There’s good and bad news to recent discoveries regarding excessive leaks from the swimming pool behind Coquina Hall: it isn’t sinking, but repairs could be just as costly as replacement.
While prices aren’t set, $500,000 was the estimate discussed for pool repairs at a Student Government meeting on April 4.
Too much water in the tunnel located around the base of the pool has been a cause for concern over a year now. But because the pool is located so close to the bay, the source of the water was hard to pin down.
“It’s been getting worse every month for 18 months,” said Zac Oppenheim, USFSP water programs coordinator.
It wasn’t long for faculty at the waterfront to realize the pool was losing a significant amount of water.
In the beginning of April, a geotechnical firm found the cause of the leak wasn’t due to sinking. The water was coming from the area where the pool walls meet the deck. This area, called the cold joint, is where an older layer of concrete intersects a newer layer.
Over time, the joint has failed. Water and chemicals are emptying into the earth underneath the pool.
“It’s leaking like a sieve,” said Construction Project Manager Brian Long.
Now, work towards figuring out the best solution is underway. Long expects to receive estimates within the next few weeks. Pool repairs are hardly cheap or quick, and sometimes more expensive than total replacement.

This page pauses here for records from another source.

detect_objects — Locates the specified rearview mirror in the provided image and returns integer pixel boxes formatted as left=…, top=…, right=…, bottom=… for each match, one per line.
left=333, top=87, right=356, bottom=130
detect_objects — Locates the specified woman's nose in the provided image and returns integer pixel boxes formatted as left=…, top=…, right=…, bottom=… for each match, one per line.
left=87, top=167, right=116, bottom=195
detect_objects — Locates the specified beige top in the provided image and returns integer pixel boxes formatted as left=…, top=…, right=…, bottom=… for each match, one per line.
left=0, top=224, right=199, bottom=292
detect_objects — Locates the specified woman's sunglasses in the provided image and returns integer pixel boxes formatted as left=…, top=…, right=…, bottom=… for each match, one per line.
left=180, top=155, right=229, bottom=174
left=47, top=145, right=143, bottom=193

“This isn’t like putting up a wall or replacing an air conditioner or something … it takes a little longer to get the pricing done,” Long said.
The pool is over 70 years old, and has had some work done recently. In 2010, leaks pointed to settlement issues on the deep end of the pool, which called for cutting the deck, resettling the earth, and a new pour of concrete. Water leaks didn’t cease after construction.
Florida Leak Locators have made many trips to the pool in recent years.
“I cannot even estimate how many times,” said Teresa Przetocki, aquatic programs coordinator.
The water loss is so severe it’s noticeable from above ground, Przetocki said, pointing to the water level at the edge of the pool.
The pool was built in 1939 as part of an active U.S. Maritime Service training station.